Это были типичные для реакционной печати «благонамеренные речи». Лицемерию и ханжеству двуличной охранительной морали Салтыков посвятил очерк «По части женского вопроса». Герой этого очерка, консервативный либерал Тебеньков, «даже не либерал, а фрондер, или, выражаясь иначе: почтительно, но с независимым видом лающий русский человек», усматривает поругание «над женской стыдливостью» даже в стремлении женщин учиться в Медико-хирургической академии или слушать в университете лекции Сеченова по физиологии. Он видит в этом нарушение «приличий», — а «приличия», говорит Тебеньков, это — «краеугольный камень». У Тебенькова есть своя собственная теория разрешения женского вопроса: с его точки зрения, «женский вопрос» в светском обществе давно уже решен; дамы света «разрешили этот вопрос практически, каждая сама для себя». Разрешили его как раз по канонам морали мадам Проказниной — той самой, в которой Тебеньков, то есть публицист «Гражданина», не захотел увидеть ничего «типического». Почему? Тебеньков из «Благонамеренных речей» так отвечает на этот вопрос: «…Зачем подрывать то, что и без того стоит еле живо, но на чем покуда еще висит проржавевшая от времени вывеска с надписью: «Здесь начинается царство запретного»? Зачем публично и с каким-то дурным шиком вторгаться в пределы этого царства, коль скоро мы всем этим quasi-запретным можем пользоваться под самыми удобными псевдонимами?»
Благонамеренные блюстители «общественной нравственности», утверждает Салтыков, сами не дорого ценят ее и на «основы» плюют. «Но для черни, mon cher, это неоцененнейшая вещь! — рассуждает Тебеньков. — Представь себе, что вдруг
В этих словах истинная подоплека «семейного союза», а точнее — всей системы благонамеренной морали. Охранители-моралисты узурпировали самую «первозданную азбуку» человеческих взаимоотношений, надругались над элементарными нормами общечеловеческой нравственности. Самую азбуку нравственности они превратили в средство обуздания народных масс; «свойства этой азбуки таковы, что для меня лично она может служить только ограждением от печенежских набегов», — признается Тебеньков.

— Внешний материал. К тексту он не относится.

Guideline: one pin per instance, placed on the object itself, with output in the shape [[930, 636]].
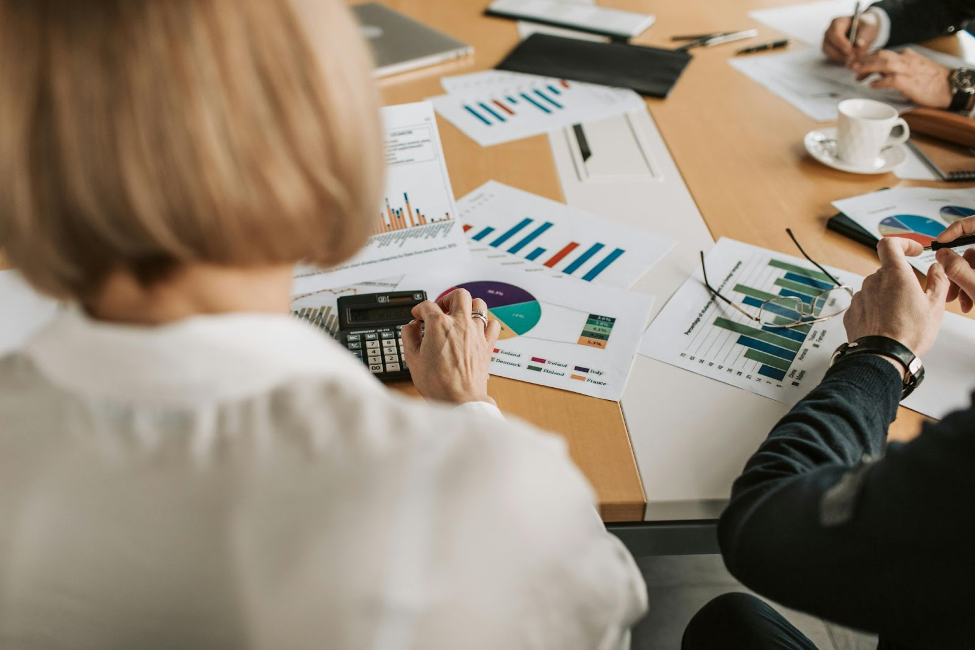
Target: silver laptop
[[400, 43]]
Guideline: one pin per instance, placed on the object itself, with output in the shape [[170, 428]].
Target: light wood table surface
[[739, 150]]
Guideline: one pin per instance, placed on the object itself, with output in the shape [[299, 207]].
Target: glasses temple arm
[[808, 257]]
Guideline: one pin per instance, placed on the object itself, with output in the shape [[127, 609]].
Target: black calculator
[[369, 326]]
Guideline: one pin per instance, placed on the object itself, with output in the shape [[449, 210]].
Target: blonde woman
[[184, 466]]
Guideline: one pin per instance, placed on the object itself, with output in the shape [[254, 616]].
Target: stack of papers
[[493, 107]]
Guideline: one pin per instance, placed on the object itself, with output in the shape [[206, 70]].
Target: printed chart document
[[493, 107], [416, 224], [23, 311], [917, 213], [805, 22], [702, 334], [812, 84], [558, 237], [566, 334]]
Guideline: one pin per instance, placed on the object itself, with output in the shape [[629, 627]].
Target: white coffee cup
[[865, 128]]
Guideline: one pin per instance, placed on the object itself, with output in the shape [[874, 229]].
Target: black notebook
[[647, 70]]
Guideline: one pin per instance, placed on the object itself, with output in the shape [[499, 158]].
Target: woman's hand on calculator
[[450, 361]]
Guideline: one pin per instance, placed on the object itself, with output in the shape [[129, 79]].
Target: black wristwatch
[[962, 86], [886, 347]]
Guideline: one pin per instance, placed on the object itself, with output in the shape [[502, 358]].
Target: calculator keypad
[[381, 349]]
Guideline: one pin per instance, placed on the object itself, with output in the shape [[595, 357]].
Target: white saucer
[[820, 143]]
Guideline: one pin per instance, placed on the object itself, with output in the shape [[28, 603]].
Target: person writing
[[891, 23], [184, 465], [827, 519]]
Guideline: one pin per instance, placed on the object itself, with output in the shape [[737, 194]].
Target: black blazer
[[918, 20]]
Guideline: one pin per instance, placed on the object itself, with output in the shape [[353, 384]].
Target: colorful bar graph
[[491, 112], [535, 103], [530, 237], [507, 235], [483, 233], [556, 259], [603, 264], [477, 114], [548, 98], [393, 219], [580, 261], [503, 107]]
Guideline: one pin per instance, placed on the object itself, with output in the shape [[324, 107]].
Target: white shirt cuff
[[885, 28], [481, 408]]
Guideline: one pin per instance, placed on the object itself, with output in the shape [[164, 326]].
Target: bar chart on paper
[[416, 223], [493, 106], [704, 335], [558, 237], [916, 213]]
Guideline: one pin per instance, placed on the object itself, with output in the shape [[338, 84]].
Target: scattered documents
[[24, 311], [565, 334], [705, 335], [812, 84], [805, 22], [416, 225], [917, 213], [493, 107], [558, 237]]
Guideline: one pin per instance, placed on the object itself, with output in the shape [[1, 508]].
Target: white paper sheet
[[417, 225], [805, 22], [564, 334], [493, 107], [704, 335], [559, 237], [950, 367], [23, 311], [917, 213], [812, 84]]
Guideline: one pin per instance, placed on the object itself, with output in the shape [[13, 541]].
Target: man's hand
[[891, 302], [836, 44], [923, 81], [960, 269]]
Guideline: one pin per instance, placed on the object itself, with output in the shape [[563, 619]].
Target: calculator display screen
[[381, 314]]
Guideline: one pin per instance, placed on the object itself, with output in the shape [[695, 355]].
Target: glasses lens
[[833, 302], [786, 310]]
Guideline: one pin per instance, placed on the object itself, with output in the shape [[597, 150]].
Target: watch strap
[[888, 347]]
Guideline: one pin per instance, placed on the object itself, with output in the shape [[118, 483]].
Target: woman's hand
[[960, 269], [450, 362]]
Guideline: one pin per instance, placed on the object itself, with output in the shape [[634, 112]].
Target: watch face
[[963, 79]]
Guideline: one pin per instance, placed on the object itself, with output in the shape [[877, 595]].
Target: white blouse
[[241, 481]]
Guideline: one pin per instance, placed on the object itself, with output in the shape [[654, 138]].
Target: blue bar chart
[[557, 236], [755, 350]]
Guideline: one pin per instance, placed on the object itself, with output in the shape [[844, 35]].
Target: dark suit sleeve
[[821, 522], [918, 20]]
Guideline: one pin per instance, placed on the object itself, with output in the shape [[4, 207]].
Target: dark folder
[[647, 70]]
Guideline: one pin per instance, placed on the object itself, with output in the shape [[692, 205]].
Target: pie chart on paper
[[515, 309], [911, 226], [951, 213]]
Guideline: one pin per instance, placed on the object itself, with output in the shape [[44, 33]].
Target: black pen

«Обуздание» «простеца» — в этом видит Салтыков суть союзов «семейного», «гражданского» и «государственного», всех «краеугольных камней», лежащих в основании современного ему общества. Такой конкретно-исторический подход резко противоречил идеалистической концепции государства (которой сам Салтыков отдал некоторую дань — см. стр. 616) и в особенности казенной идеологии, гласящей, что если семья — «святыня», то государство — воплощение «высшей идеи правды» и справедливости. Теория надклассового характера эксплуататорского государства, стремление представить самодержавие в качестве высшего блага народа, защитника и рачителя его интересов, воплощения «правды и справедливости», было еще одной возвышенной ложью, одним из тех «краеугольных камней», которые официальные «лгуны» усердно бросали в голову «простеца».
Исследование истинного содержания государственности в условиях самодержавно-крепостнической России писатель начинает очерком «Охранители». Здесь внимание писателя привлекают «столпы» отечественной государственности самых разных рангов и масштабов, «охранители» «основ» и «устоев», — с их собратьями по духу мы встречаемся также в «Круглом годе» и в других произведениях Салтыкова.
Открывается эта выразительная галерея фигурой Сергея Иванова Колотова, сельского исправника с наружностью совершенно приличной, даже джентльменской, «бюрократа самого новейшего закала», играющего в «интересного и либерального собеседника», способного и об «основах» поговорить, и над собой поиронизировать. Но в сущности, замечает Салтыков, это был «все тот же достолюбезный Держиморда <…> Почищенный, приглаженный, выправленный, но все такой же балагур, готовый во всякое время и отца родного с кашей съесть, и самому себе в глаза наплевать…»
И далее следует характеристика русской бюрократии в целом, как некоей «неразрешимой психологической загадки», разгадку которой Салтыков видит в продажности и корыстолюбии русской бюрократии, в ее цинизме, в отсутствии у нее тех самых «основ», которые она была призвана внедрять и охранять. Вот почему отличительным характером русской бюрократии, пишет он, является «ироническое отношение к самой себе».
«Бюрократу новейшего закала» исправнику Колотову не стоит труда признаться, что он «карьерист», правда несколько менее счастливый, чем его непосредственный начальник. Он иронизирует не только над собой, но и над «доброхотными ревнителями» политической «благонамеренности», которых «до пропасти развелось» в деревне вследствие реакции охранительных сил на подъем движения революционных народников в 70-е годы.